Credit: Turtles All the Way Down, p 266

Chapter 9

We might think that once the rate of spread of a disease is reduced below patient-replacement level (Ro=1), the disease is fated to disappear. And yet, despite decades of practice and high rates of vaccination, this has not happened. The reasons is that most vaccines are not “sterilizing”. That is to say, they prevent a person from having severe symptoms, and in many cases may protect against symptoms altogether. But the virus or bacteria can still replicate within the vaccinated person. He may still be a carrier, so that he can transmit to someone else a disease from which he never suffered himself.

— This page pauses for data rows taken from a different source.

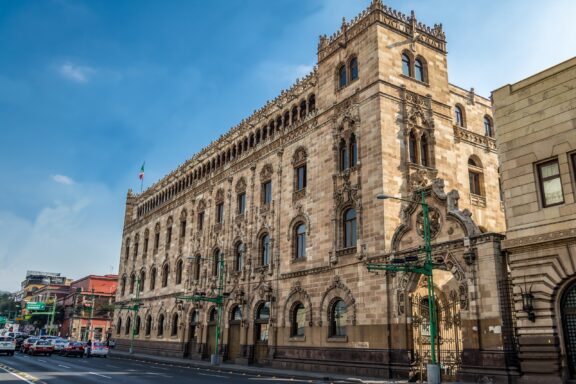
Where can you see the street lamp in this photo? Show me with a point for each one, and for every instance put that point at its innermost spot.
(410, 264)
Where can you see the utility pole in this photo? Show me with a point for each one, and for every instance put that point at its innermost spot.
(412, 264)
(218, 300)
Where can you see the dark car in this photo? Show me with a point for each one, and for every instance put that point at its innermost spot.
(27, 343)
(41, 347)
(73, 348)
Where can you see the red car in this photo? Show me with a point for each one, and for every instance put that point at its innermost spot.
(73, 348)
(41, 347)
(27, 343)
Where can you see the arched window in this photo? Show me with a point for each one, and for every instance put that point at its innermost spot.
(127, 327)
(419, 70)
(424, 151)
(350, 228)
(338, 319)
(300, 241)
(342, 76)
(174, 329)
(165, 274)
(261, 322)
(215, 262)
(353, 151)
(137, 326)
(238, 257)
(488, 129)
(406, 67)
(179, 267)
(142, 281)
(343, 156)
(161, 324)
(354, 69)
(459, 116)
(153, 278)
(148, 327)
(475, 175)
(412, 147)
(265, 249)
(132, 281)
(123, 285)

This phenomenon is surprisingly common. The flu vaccine is a particularly egregious case, because vaccinated individuals are actually more likely than unvaccinated to transmit the disease. (This also seems to be true of the COVID vaccines.) Other vaccines that cannot prevent transmission include pertussis, diphtheria, tetanus, hepatitis, and rotavirus. Of 14 vaccines on the childhood schedule, only 5 can contribute to herd immunity. Where is the rationale for mandates?

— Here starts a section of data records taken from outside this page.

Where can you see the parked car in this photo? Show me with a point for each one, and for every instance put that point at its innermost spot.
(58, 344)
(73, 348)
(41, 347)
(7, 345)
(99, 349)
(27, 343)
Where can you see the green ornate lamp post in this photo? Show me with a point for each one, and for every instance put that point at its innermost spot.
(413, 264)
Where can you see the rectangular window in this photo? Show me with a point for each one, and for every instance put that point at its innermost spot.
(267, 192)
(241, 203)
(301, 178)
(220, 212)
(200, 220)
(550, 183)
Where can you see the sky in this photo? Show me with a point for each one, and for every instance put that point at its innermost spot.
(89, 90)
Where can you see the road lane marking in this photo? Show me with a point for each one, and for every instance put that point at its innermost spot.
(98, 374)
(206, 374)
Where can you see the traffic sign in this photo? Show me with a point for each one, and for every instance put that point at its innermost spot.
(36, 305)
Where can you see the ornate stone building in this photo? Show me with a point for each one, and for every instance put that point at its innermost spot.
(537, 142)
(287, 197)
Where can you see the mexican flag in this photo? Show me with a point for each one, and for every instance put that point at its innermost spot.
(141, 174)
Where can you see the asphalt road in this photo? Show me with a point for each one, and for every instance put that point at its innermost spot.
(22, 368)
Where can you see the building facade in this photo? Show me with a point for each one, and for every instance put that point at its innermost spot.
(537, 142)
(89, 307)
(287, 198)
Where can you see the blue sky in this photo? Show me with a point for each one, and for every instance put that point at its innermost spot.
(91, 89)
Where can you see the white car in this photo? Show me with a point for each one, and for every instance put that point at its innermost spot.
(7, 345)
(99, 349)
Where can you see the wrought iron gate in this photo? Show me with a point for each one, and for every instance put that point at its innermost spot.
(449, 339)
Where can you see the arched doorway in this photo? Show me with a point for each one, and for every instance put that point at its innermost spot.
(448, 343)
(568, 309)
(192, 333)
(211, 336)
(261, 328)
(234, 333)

In contrast, people who have had the disease and recovered almost always cannot serve as passive carriers in the future.

Chapter 10

Polio has a chapter to itself, because there is so much conflicting evidence and so little certainty. It appears true that both the Salk and Sabin vaccines contributed to the suppression of polio in the developed world after rates of polio had already declined significantly. And yet there is evidence that polio is not just one disease caused by one virus. Some disease that has been diagnosed as polio based on symptoms including paralysis has been caused by pesticides, and some has been spread through contaminated milk. There may be several different viruses that can cause indistinguishable disease symptoms.

This is the longest chapter in the book, devoted to a single disease, and still it reaches no conclusion.

Chapter 11

The final chapter is a summary, with conclusions, recommendations, and a call for open scientific debate. “If it weren’t for countless lives ruined…the hypocrisy displayed by vaccination’s champions would be comical.”

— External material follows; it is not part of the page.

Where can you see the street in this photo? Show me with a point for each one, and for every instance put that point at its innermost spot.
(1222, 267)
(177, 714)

This is a book that should not have been necessary, if only the scientific community were doing what it is known for, and what it does best.

My thirst for scientific findings was slaked very occasionally, as the dominant message of the book was that the science is so corrupted that it is hard to know anything with confidence. We are long past attributing this to incompetence or lack of funding; the reason there is no good science of vaccine risks and benefits is that the results generated by these “studies that will never be done” would be inconvenient to some very profitable corporations (and to the government agencies that they have captured).

The book is longer than it needs to be, and you can learn what you need to know by reading the summaries that are included at the end of each chapter. But it is comprehensive, convincing, and exhaustively documented. You may get the impression from this review that the book is polemical; I’m sorry — that is my voice, and not the authors’. I think the book is quite even-handed, giving vaccines credit where credit is due.

If there is any justice in the world, this book will be a turning point in the public and scientific acceptance of universal vaccination. We urgently need an open scientific discussion over an issue so central to public health policy.

2 thoughts on “We have no idea…”

  1. The fact that “anti-vaxxer” is a term of derision is the result of one of the most successful PR campaigns in history. We’re discouraged from asking questions or advocating unbiased clinical trials. The only acceptable position is that all vaccines are safe and effective. This is supposed to be “science”.

    How did it get to be this way? An aggressive, expert, devastatingly effective campaign has been run by the same companies that brought you Vioxx and Oxycontin and Avandia. They are the biggest advertisers on TV and radio. Their financial support is crucial to the medical journals and even the medical schools. They control the narrative.

    Somehow, they have convinced us that they may be completely untrustworthy when it comes to antidepressants and statins, but on the subject of vaccines, they are honest and squeaky clean.

    Pfizer and Glaxo are the tobacco salesmen of the 21st Century.